SEMARANG– Tingkat pertumbuhan ekonomi Kota Semarang dalam kurun waktu lima tahun terakhir sangat mendominasi. Mencapai 5,7 persen per tahun. Angka tersebut  lebih baik dari Provinsi Jawa Tengah.

Menyongsong tahun 2018, Pemkot Semarang diharapkan dapat mengoptimalkan pertumbuhan ekonomi melalui sektor lain yang belum tergarap maksimal. Seperti pariwisata.
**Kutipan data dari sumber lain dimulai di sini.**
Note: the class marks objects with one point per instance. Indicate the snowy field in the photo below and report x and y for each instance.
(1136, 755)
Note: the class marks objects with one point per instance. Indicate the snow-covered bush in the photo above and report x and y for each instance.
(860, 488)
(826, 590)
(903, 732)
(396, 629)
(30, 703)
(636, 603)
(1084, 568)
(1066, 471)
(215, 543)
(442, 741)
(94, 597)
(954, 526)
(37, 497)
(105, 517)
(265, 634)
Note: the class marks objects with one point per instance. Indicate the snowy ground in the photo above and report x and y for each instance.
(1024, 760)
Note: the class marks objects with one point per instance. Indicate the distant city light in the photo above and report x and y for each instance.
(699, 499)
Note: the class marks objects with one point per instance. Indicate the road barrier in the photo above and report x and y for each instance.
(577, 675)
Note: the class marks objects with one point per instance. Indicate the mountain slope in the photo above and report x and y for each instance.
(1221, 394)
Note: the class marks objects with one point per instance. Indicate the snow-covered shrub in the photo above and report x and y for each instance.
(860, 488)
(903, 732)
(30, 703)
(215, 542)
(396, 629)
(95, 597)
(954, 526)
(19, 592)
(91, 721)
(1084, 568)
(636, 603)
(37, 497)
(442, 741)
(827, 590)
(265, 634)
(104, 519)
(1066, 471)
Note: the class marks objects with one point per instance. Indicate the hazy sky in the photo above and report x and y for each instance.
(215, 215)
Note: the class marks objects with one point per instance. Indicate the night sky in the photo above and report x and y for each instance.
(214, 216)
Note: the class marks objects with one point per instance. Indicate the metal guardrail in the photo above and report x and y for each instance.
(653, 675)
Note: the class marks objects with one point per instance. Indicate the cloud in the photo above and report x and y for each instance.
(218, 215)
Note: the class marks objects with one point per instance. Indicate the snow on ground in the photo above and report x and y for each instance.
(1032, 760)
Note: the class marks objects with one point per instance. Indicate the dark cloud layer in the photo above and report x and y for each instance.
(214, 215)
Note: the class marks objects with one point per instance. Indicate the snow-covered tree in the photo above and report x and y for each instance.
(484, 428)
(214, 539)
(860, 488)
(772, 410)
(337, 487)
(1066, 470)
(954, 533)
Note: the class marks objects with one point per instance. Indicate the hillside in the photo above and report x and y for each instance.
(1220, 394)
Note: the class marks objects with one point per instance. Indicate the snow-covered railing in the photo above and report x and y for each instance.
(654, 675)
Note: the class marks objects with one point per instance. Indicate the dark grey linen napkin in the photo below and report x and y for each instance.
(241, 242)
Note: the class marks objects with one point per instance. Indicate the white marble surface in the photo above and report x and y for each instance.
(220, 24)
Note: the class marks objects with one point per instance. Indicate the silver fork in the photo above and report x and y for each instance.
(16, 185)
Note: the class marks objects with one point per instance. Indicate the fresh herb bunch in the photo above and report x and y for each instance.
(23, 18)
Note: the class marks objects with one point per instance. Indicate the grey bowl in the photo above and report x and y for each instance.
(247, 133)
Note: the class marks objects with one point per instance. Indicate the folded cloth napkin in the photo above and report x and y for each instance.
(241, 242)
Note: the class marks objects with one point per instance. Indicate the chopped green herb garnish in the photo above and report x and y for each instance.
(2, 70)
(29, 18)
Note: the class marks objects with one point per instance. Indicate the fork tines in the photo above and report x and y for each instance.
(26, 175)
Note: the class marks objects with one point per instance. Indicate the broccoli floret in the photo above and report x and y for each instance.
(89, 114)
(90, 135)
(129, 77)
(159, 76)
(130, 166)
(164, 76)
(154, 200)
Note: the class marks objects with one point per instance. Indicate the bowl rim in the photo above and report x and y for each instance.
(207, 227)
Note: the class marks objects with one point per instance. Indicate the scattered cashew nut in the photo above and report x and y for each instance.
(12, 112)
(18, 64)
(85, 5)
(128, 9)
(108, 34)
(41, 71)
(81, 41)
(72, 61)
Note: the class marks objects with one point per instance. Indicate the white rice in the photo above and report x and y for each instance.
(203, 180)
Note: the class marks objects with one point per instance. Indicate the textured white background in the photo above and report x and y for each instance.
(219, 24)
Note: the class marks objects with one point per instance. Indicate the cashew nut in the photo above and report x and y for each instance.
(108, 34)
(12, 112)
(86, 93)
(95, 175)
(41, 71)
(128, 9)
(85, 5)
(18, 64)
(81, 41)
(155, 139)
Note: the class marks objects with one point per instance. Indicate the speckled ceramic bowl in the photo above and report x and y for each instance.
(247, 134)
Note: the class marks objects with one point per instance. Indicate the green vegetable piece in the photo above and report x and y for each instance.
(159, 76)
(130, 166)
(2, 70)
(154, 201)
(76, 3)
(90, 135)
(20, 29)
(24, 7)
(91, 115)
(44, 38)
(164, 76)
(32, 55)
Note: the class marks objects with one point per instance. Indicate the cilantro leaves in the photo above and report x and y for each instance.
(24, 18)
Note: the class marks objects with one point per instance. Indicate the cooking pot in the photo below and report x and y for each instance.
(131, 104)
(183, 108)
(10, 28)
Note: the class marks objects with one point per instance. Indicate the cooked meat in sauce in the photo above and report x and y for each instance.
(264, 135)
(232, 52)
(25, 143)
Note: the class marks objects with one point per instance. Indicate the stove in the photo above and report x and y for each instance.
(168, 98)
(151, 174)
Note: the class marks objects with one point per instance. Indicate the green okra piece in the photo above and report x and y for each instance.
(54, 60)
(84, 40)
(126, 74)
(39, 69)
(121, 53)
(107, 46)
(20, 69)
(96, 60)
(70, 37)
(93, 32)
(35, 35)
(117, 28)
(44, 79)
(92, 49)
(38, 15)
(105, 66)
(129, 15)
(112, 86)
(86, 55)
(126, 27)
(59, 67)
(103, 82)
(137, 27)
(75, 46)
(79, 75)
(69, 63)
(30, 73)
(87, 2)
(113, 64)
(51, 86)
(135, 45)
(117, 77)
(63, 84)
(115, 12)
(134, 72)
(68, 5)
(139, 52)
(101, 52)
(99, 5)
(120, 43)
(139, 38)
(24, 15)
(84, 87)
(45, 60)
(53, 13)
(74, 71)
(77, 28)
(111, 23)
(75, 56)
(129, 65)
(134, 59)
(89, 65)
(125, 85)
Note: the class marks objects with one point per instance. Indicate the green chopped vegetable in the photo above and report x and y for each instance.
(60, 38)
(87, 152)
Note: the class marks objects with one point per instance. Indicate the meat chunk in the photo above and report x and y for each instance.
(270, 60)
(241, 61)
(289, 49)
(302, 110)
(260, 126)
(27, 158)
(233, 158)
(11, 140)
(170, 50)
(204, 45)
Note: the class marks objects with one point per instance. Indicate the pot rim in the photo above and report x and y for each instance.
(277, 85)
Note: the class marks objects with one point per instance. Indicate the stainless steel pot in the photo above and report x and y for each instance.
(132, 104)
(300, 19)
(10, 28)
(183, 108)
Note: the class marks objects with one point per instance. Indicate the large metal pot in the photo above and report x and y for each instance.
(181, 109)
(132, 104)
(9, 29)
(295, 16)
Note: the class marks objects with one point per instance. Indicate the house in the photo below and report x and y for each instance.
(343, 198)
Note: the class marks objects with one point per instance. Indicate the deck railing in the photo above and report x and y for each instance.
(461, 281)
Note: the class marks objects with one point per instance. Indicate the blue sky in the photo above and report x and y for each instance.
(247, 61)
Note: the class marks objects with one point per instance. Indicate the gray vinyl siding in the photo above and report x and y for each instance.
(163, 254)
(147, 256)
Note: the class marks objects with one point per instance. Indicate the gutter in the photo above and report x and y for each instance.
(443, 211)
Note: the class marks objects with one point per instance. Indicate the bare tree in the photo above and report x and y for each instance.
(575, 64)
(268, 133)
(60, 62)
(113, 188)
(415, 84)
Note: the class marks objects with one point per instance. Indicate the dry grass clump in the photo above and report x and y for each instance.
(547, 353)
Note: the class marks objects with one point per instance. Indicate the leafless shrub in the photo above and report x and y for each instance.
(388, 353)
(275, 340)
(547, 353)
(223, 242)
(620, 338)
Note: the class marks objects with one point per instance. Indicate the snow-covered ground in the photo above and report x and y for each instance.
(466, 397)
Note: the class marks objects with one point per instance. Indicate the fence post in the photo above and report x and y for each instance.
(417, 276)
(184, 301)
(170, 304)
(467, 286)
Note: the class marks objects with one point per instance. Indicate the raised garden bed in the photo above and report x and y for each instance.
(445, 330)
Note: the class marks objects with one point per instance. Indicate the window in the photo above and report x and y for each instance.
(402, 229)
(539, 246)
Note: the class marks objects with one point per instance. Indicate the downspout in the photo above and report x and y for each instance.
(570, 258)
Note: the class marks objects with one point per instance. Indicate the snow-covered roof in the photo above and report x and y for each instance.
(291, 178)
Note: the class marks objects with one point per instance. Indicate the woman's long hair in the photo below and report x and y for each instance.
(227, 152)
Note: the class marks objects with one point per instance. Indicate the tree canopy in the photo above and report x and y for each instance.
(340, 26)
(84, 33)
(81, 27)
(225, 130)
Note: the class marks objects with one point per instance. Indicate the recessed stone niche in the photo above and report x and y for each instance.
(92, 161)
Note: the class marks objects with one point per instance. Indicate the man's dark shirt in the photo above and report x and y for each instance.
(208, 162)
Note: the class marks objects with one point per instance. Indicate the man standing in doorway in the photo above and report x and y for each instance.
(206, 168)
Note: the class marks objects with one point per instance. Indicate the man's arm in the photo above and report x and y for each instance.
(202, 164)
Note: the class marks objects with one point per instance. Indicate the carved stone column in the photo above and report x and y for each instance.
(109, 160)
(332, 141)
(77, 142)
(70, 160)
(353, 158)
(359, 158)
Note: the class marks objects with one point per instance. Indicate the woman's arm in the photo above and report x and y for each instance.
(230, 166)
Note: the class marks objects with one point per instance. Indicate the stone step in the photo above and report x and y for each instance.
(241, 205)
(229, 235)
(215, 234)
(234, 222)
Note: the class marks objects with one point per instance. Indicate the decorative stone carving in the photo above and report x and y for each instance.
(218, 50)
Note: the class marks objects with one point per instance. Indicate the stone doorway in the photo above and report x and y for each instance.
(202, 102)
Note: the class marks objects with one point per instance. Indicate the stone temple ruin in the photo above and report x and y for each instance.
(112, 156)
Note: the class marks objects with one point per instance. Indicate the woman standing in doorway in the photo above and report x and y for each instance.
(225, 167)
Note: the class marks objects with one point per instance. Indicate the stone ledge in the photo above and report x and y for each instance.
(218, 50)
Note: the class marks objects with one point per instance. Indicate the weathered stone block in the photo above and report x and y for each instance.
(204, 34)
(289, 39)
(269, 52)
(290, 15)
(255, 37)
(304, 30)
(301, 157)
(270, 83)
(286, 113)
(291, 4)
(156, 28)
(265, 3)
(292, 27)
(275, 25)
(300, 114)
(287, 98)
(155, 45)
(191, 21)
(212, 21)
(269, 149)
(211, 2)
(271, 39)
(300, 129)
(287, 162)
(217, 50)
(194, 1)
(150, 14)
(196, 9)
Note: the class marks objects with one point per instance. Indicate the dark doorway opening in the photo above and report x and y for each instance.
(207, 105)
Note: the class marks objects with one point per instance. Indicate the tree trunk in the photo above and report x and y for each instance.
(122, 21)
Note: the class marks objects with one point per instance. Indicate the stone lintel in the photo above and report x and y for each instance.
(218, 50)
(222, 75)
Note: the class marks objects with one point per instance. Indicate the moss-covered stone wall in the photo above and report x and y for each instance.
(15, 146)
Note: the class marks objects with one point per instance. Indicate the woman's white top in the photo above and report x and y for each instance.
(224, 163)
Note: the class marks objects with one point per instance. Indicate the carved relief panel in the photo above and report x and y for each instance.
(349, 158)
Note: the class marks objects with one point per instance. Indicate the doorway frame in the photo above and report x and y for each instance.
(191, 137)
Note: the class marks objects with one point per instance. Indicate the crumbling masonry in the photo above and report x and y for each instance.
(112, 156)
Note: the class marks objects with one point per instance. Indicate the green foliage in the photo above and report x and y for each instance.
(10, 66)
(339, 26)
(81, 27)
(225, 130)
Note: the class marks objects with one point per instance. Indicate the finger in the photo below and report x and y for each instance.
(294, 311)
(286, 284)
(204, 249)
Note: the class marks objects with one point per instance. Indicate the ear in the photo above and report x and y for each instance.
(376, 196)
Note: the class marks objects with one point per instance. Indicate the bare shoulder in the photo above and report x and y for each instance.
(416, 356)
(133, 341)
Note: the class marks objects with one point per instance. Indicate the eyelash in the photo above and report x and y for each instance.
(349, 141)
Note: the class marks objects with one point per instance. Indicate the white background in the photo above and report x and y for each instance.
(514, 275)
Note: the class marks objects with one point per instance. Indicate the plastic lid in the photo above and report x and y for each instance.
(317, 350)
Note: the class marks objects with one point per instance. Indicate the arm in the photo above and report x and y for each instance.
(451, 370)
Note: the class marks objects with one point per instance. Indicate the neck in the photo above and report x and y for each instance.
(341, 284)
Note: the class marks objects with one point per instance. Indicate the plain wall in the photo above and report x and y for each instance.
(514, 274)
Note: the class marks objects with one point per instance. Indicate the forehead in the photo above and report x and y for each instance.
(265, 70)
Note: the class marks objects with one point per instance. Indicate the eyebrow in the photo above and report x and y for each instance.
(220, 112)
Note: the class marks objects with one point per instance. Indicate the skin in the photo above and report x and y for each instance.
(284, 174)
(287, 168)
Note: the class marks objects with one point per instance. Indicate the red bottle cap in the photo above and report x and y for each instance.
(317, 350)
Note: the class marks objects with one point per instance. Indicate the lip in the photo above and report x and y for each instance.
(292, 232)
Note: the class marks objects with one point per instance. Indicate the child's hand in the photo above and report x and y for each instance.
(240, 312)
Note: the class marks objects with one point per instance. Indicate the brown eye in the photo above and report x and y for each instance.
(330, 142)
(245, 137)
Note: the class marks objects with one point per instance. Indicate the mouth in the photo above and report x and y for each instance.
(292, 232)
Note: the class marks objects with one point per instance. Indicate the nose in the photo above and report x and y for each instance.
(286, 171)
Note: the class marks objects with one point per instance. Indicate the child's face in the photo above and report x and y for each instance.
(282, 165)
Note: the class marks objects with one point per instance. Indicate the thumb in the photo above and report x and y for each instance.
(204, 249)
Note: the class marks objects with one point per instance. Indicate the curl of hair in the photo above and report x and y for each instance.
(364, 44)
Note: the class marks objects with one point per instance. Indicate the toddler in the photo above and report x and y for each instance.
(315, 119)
Saat ini sektor utama pertumbuhan ekonomi di Kota Semarang ada di industri pengolahan, perdagangan dan kontruksi.

Hal ini terungkap dalam Seminar Kebijakan Pembangunan Ekonomi Menuju Semarang Hebat yang dilaksanakan Badan Perencanaan Pembangunan Daerah (Bappeda) Kota Semarang, di Hotel Dafam, Rabu (13/12). Ada tiga pembicara yang dihadrikan dalam kegiatan tersebut, yakni dari Bank Indonesia (BI), akademisi dan Bappeda.

Menurut perwakilan dari Bank Indonesia Andi Raina Sari, tiga sektor utama masih mendominasi pertumbuhan ekonomi di Ibu Kota Jawa Tengah ini, yakni sektor infrastruktur dan keberadaan bandara, pelabuhan dan konektivitas jalan tol.  Sedangkan untuk konstruksi pembangunan hotel menandakan jika iklim investasi di kota ini cukup baik.

Akan tetapi di tahun 2018 nanti pemkot mesti melakukan gebrakan yang lebih signifikan dengan menggarap sektor lain, seperti kepariwisataan, misal pembentukan kampung tematik yang menampilkan ciri khas Semarangan.

“Seperti kampung pelangi yang viral. Harus munculkan kampung tematik lainnya, misal kampung lumpia, atau kampung presto. Dengan adanya kampung tematik itu, selain mendorong pariwisata, perdagangan dan pelaku UMKMnya juga jalan,” tandasnya.